Hi Talin,
I wrote HLVM:
http://www.ffconsultancy.com/ocaml/hlvm/
The whole project took a few man months. HLVM provides an ML-like type system,
unboxed tuples, discriminated unions, TCO, generic printing, C FFI, POSIX
threads, mark-sweep GC and both JIT and standalone compilation. I wrote several
(accurate) garbage collectors for it including a stop-the-world mark-sweep
collector and they took a few days each. I did so by implementing my own shadow
stack along the lines of Henderson's "Accurate garbage collection in an
uncooperative environment". HLVM was only ever a hobby project. IMHO, the
results were incredible and are a testament to the awesomeness of LLVM.

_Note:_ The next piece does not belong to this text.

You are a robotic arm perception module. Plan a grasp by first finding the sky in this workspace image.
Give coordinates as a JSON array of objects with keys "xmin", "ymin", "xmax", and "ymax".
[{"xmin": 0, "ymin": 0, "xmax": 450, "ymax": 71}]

HLVM prototyped many interesting ideas but the most relevant here is the use of
value types to avoid heap allocation in order to alleviate the garbage
collector. For example, HLVM is about 3x faster than Java on the following ray
tracing benchmark because HLVM does no allocation or collection whilst tracing
whereas Java does a huge amount:
http://flyingfrogblog.blogspot.com/2010/01/hlvm-on-ray-tracer-language-comparison.html
I believe that benchmark shows that even the most heavily optimized GC can be
thrashed by a program that simply avoids GC. Value types make this possible and
the lack of value types on the JVM is, therefore, a major issue.
Now, I have some concerns about the statements being made here regarding GC
support in LLVM. Let me begin by addressing the statement:
> Garbage collection is still way too difficult.
This is completely untrue. You can easily write your own GC simply by storing
roots explicitly in your own shadow stack. Contrary to what many people told me
before I did this, performance is fine for many applications:
http://flyingfrogblog.blogspot.com/2009/03/current-shadow-stack-overheads-in-hlvm.html
I believe the conclusion you meant to draw is that writing a GC using LLVM's
highly experimental GC support is way too difficult but that is a very different
statement.
This is a really important point because it means that all of the major changes
discussed so far are just optimizations beyond a simple shadow stack. Moreover,
I don't think we have any idea how valuable these optimizations might be.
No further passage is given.